The Dancing Brain: Structural and Functional Signatures of Expert Dance Training

Front Hum Neurosci. 2017 Nov 27;11:566. doi: 10.3389/fnhum.2017.00566. eCollection 2017.

Abstract

Dance - as a ritual, therapy, and leisure activity - has been known for thousands of years. Today, dance is increasingly used as therapy for cognitive and neurological disorders such as dementia and Parkinson's disease. Surprisingly, the effects of dance training on the healthy young brain are not well understood despite the necessity of such information for planning successful clinical interventions.

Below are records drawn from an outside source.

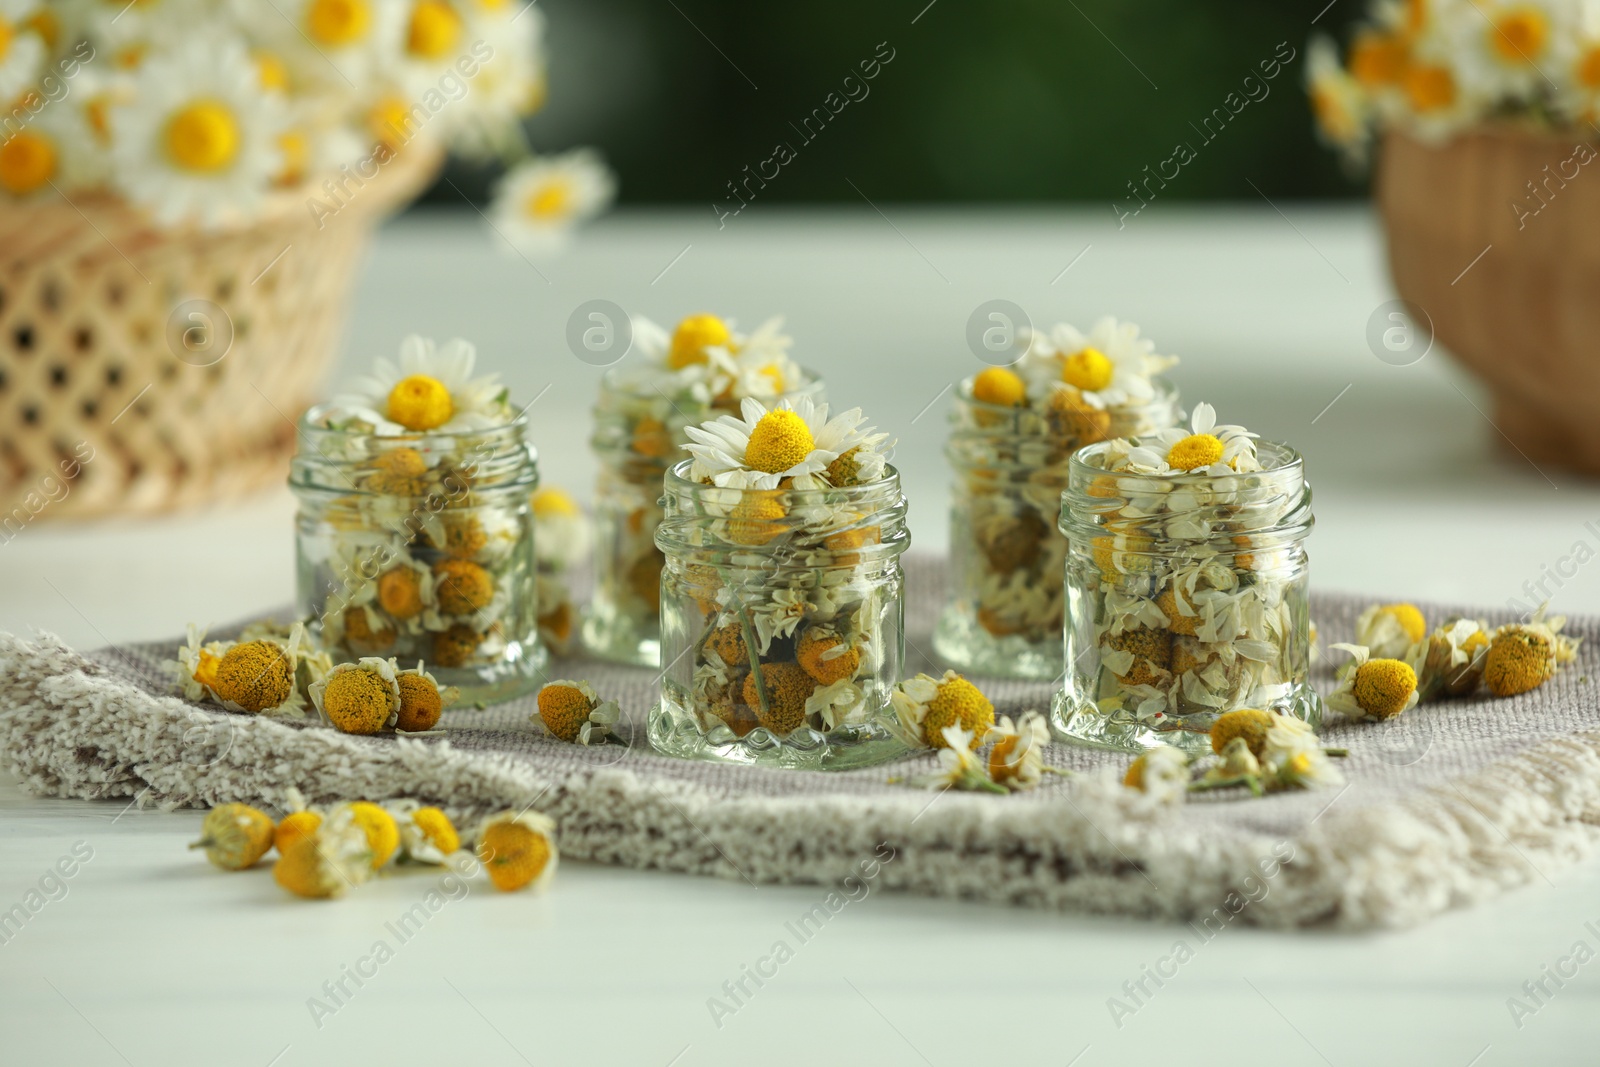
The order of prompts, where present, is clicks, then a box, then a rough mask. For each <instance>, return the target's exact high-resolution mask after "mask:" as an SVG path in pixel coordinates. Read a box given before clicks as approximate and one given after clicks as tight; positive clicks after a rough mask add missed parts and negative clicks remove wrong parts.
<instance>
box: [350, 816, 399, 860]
mask: <svg viewBox="0 0 1600 1067" xmlns="http://www.w3.org/2000/svg"><path fill="white" fill-rule="evenodd" d="M350 814H352V816H355V825H358V827H362V832H363V833H366V848H370V849H371V851H373V870H378V869H379V867H382V865H384V864H387V862H389V857H390V856H394V854H395V849H397V848H400V827H398V825H395V819H394V816H392V814H389V813H387V811H384V809H382V808H379V806H378V805H371V803H366V801H365V800H358V801H355V803H354V805H350Z"/></svg>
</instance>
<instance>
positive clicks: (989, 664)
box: [933, 318, 1179, 680]
mask: <svg viewBox="0 0 1600 1067" xmlns="http://www.w3.org/2000/svg"><path fill="white" fill-rule="evenodd" d="M1176 362H1178V360H1176V357H1163V355H1157V354H1155V346H1154V342H1150V341H1149V339H1146V338H1141V336H1139V328H1138V326H1134V325H1133V323H1118V322H1117V320H1114V318H1102V320H1099V322H1098V323H1094V328H1093V330H1091V331H1090V333H1088V334H1083V333H1080V331H1077V330H1075V328H1072V326H1069V325H1066V323H1062V325H1058V326H1054V328H1053V330H1051V331H1050V333H1042V331H1035V333H1034V334H1032V338H1030V339H1029V346H1027V349H1026V352H1024V355H1022V358H1021V360H1019V362H1018V363H1016V365H1014V366H990V368H989V370H984V371H982V373H979V374H974V376H973V378H970V379H966V381H965V382H962V386H960V392H958V394H957V398H955V406H954V410H952V411H950V424H952V429H950V437H949V440H947V443H946V450H944V451H946V456H947V458H949V461H950V469H952V472H954V474H955V482H954V485H952V490H950V571H949V600H947V603H946V608H944V611H942V614H941V616H939V624H938V629H936V630H934V638H933V643H934V651H936V653H938V654H939V657H941V659H942V661H944V662H947V664H950V665H954V667H957V669H960V670H963V672H968V673H978V675H989V677H1005V678H1040V680H1054V678H1059V677H1061V665H1062V661H1061V627H1062V621H1064V611H1066V595H1064V592H1062V585H1061V569H1062V565H1064V561H1066V555H1067V541H1066V537H1064V536H1062V534H1061V531H1058V530H1056V517H1058V514H1059V510H1061V491H1062V490H1064V488H1067V472H1069V461H1070V458H1072V454H1074V453H1075V451H1077V450H1078V448H1082V446H1085V445H1091V443H1094V442H1101V440H1107V438H1110V437H1138V435H1142V434H1150V432H1155V430H1162V429H1166V427H1170V426H1173V424H1174V422H1176V421H1178V416H1179V411H1178V390H1176V389H1174V387H1173V386H1171V382H1168V381H1166V379H1165V378H1160V373H1162V371H1165V370H1166V368H1170V366H1173V365H1174V363H1176Z"/></svg>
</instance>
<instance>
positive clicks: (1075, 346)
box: [1022, 315, 1178, 408]
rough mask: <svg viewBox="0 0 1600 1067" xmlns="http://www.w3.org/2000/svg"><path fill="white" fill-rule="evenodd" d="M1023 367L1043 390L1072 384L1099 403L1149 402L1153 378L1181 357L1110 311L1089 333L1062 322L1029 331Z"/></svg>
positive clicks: (1082, 396) (1104, 407) (1109, 403)
mask: <svg viewBox="0 0 1600 1067" xmlns="http://www.w3.org/2000/svg"><path fill="white" fill-rule="evenodd" d="M1027 341H1029V347H1027V354H1026V355H1024V358H1022V368H1024V371H1026V373H1029V374H1030V378H1032V379H1034V390H1035V394H1038V395H1050V394H1051V392H1054V390H1058V389H1062V387H1069V389H1074V390H1077V394H1078V395H1080V397H1082V400H1083V402H1086V403H1088V405H1090V406H1093V408H1109V406H1120V405H1131V403H1146V402H1149V400H1150V398H1152V397H1155V387H1154V386H1152V382H1150V379H1152V378H1154V376H1155V374H1160V373H1162V371H1165V370H1168V368H1170V366H1173V365H1176V363H1178V358H1176V357H1168V355H1157V354H1155V342H1154V341H1150V339H1149V338H1141V336H1139V328H1138V326H1136V325H1133V323H1118V322H1117V320H1115V318H1112V317H1109V315H1107V317H1104V318H1101V320H1099V322H1096V323H1094V326H1093V328H1091V330H1090V331H1088V333H1086V334H1085V333H1080V331H1078V330H1077V328H1075V326H1070V325H1067V323H1058V325H1056V326H1051V330H1050V333H1043V331H1038V330H1034V331H1030V333H1029V339H1027Z"/></svg>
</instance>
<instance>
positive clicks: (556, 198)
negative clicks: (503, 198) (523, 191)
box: [522, 178, 573, 222]
mask: <svg viewBox="0 0 1600 1067" xmlns="http://www.w3.org/2000/svg"><path fill="white" fill-rule="evenodd" d="M522 206H523V211H526V213H528V216H530V218H534V219H538V221H541V222H549V221H550V219H560V218H565V216H566V214H570V213H571V208H573V186H571V182H568V181H565V179H560V178H558V179H555V181H552V182H549V184H546V186H541V187H539V189H534V190H533V192H531V194H528V198H526V200H525V202H523V205H522Z"/></svg>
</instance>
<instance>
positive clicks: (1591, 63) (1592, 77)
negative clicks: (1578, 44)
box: [1578, 46, 1600, 90]
mask: <svg viewBox="0 0 1600 1067" xmlns="http://www.w3.org/2000/svg"><path fill="white" fill-rule="evenodd" d="M1578 83H1579V85H1582V86H1584V88H1586V90H1600V46H1595V48H1590V50H1589V51H1586V53H1584V54H1582V58H1581V59H1579V61H1578Z"/></svg>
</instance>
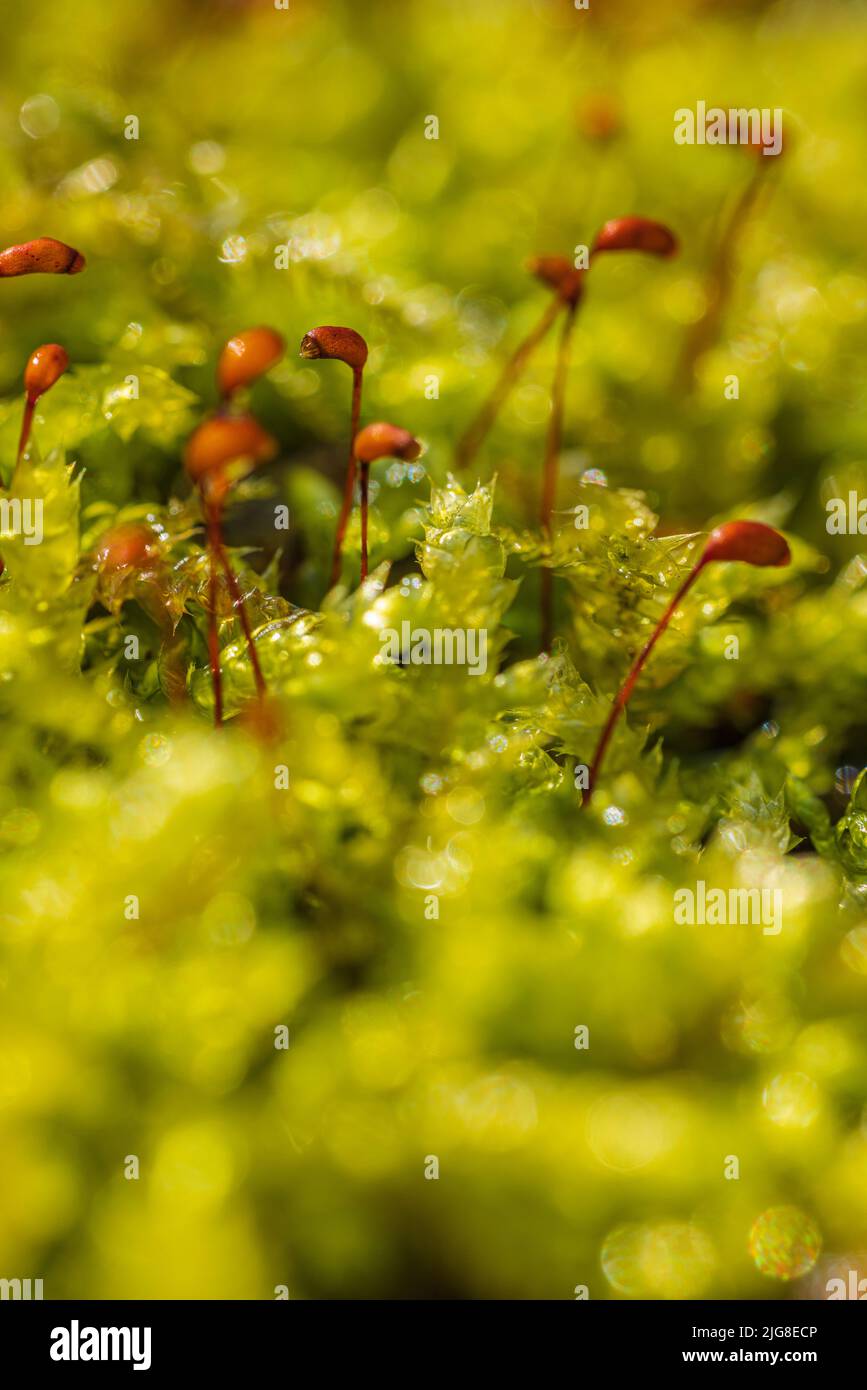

Therefore, this study examined actively performing, expert-level trained college students as a model of long-term exposure to dance training. To study the long-term effects of dance training on the human brain, we compared 20 young expert female Dancers with normal body mass index with 20 age- and education-matched Non-Dancers with respect to brain structure and function. We used diffusion tensor, morphometric, resting state and task-related functional MRI, a broad cognitive assessment, and objective measures of selected dance skill (Dance Central video game and a balance task). Dancers showed superior performance in the Dance Central video game and balance task, but showed no differences in cognitive abilities. We found little evidence for training-related differences in brain volume in Dancers. Dancers had lower anisotropy in the corticospinal tract. They also activated the action observation network (AON) to greater extent than Non-Dancers when viewing dance sequences. Dancers showed altered functional connectivity of the AON, and of the general motor learning network. These functional connectivity differences were related to dance skill and balance and training-induced structural characteristics. Our findings have the potential to inform future study designs aiming to monitor dance training-induced plasticity in clinical populations.

Keywords: DTI; MRI and fMRI; MRI volumetry; cognition; dance; functional connectivity (FC); motor skills; training effects.